Experimental Design with Multiple Kernels
Hanmo Wang,Liang Du,Lei Shi,Peng Zhou,Yuhua Qian,Yi-Dong Shen
DOI: https://doi.org/10.1109/icdm.2015.107
2015-01-01
Abstract:In classification tasks, labeled data is a necessity but sometimes difficult or expensive to obtain. On the contrary, unlabeled data is usually abundant. Recently, different active learning algorithms are proposed to alleviate this issue by selecting the most informative data points to label. One family of active learning methods comes from Optimum Experimental Design (OED) in statistics. Instead of selecting data points one by one iteratively, OED-based approaches select data in a one-shot manner, that is, a fixed-sized subset is selected from the unlabeled dataset for manually labeling. These methods usually use kernels to represent pair-wise similarities between different data points.
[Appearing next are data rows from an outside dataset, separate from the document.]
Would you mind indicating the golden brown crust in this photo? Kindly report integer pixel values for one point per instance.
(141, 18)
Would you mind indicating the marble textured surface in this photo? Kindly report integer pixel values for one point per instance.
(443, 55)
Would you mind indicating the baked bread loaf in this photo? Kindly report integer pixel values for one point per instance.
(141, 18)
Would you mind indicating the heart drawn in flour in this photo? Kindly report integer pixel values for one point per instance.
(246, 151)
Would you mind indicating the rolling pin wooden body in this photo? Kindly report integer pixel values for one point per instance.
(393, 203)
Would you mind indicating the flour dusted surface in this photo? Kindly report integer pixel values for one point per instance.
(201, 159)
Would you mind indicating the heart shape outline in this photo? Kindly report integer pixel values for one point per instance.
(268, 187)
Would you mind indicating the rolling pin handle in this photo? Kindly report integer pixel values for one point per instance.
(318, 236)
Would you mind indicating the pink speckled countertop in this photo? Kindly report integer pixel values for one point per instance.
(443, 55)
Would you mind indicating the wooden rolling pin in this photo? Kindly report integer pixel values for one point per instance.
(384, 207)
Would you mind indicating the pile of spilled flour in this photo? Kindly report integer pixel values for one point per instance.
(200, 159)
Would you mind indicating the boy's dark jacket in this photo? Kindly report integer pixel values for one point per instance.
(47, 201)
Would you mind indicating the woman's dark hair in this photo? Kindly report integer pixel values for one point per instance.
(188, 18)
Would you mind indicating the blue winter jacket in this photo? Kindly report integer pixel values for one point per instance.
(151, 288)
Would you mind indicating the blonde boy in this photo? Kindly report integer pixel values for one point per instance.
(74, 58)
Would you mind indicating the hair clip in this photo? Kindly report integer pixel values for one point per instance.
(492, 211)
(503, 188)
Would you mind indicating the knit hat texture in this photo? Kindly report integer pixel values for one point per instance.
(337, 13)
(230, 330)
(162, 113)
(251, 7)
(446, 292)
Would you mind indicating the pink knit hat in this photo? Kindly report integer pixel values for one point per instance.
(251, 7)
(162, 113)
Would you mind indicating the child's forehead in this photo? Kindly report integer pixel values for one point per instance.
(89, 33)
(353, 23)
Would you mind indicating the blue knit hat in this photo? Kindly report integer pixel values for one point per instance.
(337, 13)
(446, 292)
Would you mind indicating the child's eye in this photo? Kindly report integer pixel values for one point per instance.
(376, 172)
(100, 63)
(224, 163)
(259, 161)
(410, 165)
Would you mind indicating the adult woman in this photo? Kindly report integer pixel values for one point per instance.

It is well known that choosing optimal kernel types (e.g. Gaussian kernel) and kernel parameters (e.g. kernel width) is tricky, and a common way to resolve it is by Multiple Kernel Learning (MKL), i.e., to construct a few candidate kernels and merge them to form a consensus kernel. There would be different ways to combine multiple kernels, one of which, called the the globalised approach is to assign a weight to each candidate kernel. In practice different data points in the same candidate kernel may not have the same contribution in the consensus kernel, this requires assigning different weights to different data points in the same candidate kernel, leading to the localized approach. In this paper, we introduce MKL to OED-based active learning, specifically we propose globalised and localized multiple kernel active learning methods, respectively. Our experiments on six benchmark datasets demonstrate that the proposed methods have better performance than existing OED-based active learning methods.